The late historian Hari Vasudevan, who was part of the expedition, wrote about Aland’s reaction to the adventurers, in his book In the Footsteps of Afanasii Nikitin: Travels through Eurasia and India in the Twenty-first Century. Curious whispers followed them. Eventually, “an eccentric looking figure” greeted the visitors. The man, a local guide and expert, “appeared clutching books including Richard Eaton’s brilliant Sufis of Bijapur, to provide a learned discourse on the site,” Vasudevan wrote. Armed with credentials from foreign tour agencies, the guide “mentioned that he was in touch with foreign partners who were making a film on the area.” Another renowned historian, who had accompanied the expedition, then quizzed the man about the dargah, asking a series of questions that the guide was unable to answer. The man retreated, “abashed at his (now) diminished status.” Vasudevan was rueful. “This was a shame,” he wrote, “since he was clearly committed in his own way to Aland and made a living out of his knowledge.”
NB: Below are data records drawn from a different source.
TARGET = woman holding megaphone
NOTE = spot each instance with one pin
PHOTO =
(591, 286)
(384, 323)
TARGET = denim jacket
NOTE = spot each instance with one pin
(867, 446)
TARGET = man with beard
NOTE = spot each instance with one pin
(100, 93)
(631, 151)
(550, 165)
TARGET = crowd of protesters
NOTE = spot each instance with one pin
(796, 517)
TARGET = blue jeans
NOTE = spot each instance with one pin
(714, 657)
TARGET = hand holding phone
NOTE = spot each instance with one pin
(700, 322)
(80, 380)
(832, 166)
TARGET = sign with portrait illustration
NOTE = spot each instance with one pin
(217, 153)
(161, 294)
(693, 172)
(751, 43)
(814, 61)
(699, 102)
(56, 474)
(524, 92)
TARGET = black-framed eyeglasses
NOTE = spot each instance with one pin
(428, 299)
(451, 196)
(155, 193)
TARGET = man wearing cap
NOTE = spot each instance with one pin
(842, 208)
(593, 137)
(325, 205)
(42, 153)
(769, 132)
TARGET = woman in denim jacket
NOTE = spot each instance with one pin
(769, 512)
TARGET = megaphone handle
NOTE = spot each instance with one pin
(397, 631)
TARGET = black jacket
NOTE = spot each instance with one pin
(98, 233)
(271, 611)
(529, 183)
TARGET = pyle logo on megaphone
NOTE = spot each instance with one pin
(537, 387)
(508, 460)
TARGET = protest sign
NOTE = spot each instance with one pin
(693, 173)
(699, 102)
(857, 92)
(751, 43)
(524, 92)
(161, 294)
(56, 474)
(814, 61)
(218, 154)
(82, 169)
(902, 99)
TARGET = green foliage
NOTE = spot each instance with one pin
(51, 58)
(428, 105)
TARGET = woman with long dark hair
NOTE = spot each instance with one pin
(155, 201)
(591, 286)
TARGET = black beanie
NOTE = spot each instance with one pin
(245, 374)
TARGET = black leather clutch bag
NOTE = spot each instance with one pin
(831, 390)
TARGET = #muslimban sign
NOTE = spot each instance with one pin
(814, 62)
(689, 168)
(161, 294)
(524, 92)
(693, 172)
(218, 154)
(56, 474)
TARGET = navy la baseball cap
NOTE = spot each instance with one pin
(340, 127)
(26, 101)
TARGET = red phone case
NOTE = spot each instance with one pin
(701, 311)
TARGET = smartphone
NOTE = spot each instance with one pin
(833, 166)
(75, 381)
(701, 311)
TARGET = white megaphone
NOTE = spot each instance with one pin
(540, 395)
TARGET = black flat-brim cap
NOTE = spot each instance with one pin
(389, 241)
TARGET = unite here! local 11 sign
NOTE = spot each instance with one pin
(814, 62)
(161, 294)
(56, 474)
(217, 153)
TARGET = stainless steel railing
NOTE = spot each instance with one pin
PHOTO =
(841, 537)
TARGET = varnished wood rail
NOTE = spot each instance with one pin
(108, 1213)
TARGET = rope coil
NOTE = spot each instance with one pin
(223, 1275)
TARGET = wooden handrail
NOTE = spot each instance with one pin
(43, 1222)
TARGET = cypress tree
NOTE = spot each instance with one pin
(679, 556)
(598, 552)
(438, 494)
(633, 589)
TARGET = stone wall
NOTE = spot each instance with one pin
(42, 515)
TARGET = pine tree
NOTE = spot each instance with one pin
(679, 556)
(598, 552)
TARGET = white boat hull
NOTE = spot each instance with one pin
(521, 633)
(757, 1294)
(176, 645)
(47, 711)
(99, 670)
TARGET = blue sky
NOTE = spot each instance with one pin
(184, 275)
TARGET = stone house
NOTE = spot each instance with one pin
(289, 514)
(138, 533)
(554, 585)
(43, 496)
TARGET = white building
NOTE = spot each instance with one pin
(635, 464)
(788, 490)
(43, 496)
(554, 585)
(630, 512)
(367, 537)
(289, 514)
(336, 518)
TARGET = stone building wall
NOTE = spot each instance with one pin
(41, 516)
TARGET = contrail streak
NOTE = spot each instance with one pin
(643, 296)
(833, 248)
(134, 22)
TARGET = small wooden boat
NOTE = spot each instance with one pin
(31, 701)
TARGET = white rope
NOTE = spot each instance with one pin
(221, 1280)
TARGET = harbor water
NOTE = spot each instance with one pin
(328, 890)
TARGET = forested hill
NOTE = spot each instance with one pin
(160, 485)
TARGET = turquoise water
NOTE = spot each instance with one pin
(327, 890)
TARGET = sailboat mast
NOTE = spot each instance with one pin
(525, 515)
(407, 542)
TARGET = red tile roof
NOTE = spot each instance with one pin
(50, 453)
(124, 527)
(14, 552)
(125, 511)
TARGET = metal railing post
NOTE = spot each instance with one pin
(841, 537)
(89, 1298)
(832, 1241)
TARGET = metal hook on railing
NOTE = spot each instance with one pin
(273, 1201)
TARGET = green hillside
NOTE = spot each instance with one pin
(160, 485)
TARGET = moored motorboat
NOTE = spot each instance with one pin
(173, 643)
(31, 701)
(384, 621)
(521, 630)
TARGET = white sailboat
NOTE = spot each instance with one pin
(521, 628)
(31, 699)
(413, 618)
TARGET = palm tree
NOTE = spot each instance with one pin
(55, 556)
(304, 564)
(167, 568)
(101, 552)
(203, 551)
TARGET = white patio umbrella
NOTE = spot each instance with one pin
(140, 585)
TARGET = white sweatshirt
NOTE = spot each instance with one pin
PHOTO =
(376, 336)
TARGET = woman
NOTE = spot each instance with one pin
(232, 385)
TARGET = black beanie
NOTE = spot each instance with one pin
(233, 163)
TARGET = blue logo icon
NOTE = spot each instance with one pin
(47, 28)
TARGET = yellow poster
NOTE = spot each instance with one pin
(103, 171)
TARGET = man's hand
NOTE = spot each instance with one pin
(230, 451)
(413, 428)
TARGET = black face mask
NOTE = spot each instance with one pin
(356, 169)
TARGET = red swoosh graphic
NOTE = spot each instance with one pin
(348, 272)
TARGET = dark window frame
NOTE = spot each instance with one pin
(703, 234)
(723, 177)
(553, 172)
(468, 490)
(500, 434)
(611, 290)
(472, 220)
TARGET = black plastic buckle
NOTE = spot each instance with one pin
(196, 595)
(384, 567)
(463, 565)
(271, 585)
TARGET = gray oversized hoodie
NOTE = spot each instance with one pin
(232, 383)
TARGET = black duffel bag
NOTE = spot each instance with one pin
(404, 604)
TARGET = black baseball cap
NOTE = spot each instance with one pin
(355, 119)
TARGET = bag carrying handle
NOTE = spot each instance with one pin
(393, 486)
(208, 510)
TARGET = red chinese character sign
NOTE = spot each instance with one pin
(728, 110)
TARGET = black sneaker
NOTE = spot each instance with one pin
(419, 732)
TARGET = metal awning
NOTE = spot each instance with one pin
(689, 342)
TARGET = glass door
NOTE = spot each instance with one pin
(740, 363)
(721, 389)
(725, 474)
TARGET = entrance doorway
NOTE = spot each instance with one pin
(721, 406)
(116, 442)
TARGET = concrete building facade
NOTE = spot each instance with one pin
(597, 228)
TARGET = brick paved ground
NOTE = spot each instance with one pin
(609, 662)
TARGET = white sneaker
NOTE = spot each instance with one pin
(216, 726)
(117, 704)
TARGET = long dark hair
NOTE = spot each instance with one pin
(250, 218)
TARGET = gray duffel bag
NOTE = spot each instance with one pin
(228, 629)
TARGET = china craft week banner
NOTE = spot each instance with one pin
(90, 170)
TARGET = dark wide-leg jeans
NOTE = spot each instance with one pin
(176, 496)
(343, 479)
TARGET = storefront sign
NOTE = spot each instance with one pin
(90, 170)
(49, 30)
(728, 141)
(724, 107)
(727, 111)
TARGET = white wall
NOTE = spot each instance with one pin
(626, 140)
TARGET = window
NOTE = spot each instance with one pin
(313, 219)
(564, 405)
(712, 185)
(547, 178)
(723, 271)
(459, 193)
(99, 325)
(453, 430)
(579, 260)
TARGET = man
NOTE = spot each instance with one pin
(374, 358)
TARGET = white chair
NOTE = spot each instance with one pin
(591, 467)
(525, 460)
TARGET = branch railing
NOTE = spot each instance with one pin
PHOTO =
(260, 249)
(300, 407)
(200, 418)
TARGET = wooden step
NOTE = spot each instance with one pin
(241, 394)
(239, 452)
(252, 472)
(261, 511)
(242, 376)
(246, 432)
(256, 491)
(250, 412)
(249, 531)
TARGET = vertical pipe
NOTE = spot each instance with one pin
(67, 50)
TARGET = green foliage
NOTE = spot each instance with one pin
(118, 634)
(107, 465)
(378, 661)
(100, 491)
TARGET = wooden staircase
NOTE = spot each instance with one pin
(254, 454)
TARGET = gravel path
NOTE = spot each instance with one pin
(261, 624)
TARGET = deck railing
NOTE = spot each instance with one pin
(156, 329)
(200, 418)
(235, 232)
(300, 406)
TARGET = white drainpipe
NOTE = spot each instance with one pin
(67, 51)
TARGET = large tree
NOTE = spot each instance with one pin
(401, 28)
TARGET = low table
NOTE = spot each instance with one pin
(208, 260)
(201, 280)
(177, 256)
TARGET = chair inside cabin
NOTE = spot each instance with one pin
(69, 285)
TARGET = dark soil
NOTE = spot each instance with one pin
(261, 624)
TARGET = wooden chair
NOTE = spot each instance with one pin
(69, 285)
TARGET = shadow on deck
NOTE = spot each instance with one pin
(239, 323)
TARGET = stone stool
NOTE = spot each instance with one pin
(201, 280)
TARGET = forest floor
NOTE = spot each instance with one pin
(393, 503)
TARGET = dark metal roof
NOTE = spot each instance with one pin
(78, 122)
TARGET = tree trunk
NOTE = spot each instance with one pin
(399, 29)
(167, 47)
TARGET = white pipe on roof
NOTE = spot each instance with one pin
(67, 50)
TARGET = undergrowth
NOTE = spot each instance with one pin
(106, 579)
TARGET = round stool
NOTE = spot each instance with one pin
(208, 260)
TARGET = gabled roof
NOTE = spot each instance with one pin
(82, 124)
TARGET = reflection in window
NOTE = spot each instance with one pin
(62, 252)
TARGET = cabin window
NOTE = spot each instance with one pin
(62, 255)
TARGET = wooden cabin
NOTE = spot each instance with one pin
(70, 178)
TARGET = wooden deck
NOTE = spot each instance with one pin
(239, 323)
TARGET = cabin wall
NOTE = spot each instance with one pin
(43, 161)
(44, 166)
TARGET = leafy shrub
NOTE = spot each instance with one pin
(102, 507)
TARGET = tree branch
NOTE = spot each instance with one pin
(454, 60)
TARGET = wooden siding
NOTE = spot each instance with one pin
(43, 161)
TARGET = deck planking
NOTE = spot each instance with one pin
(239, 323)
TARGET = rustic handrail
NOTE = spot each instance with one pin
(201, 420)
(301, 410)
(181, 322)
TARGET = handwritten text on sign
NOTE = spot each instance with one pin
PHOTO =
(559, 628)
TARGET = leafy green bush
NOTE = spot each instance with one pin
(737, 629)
At the time of the expedition, Vasudevan was chairing the advisory group on social sciences for the secondary stage, for the National Council for Educational Research and Training, the autonomous body tasked with preparing school curricula in India. Vasudevan and his colleagues at the NCERT had begun to overturn attempts by the previous National Democratic Alliance government to align Indian historical education with Hindutva, following the NDA’s electoral defeat in 2004.
The old battles over history have been vigorously renewed under the Narendra Modi government in recent years, with the wanton rewriting of history in school textbooks. As my historian colleagues and I do what we can to protest this, Vasudevan’s encounter in Aland is a reminder of the precipitous decline in the public standing of our profession. Not too long ago, those whose desire for historical knowledge first quickened in the environs of their home could, and did, turn to our work. That a tour guide would rely on the work of a professional historian such as Richard Eaton—rather than social media—to navigate and explain his half-forgotten hometown seems almost incredible today. At the same time, it is difficult not to cringe at the contempt displayed by a member of my own professional class for this provincial enthusiast of history. Resentment at such hubris animates much of the public animus towards us today. Most notably, however, Vasudevan’s account attests to the appetite for knowledge of the past in even the most somnolent stretches of the country.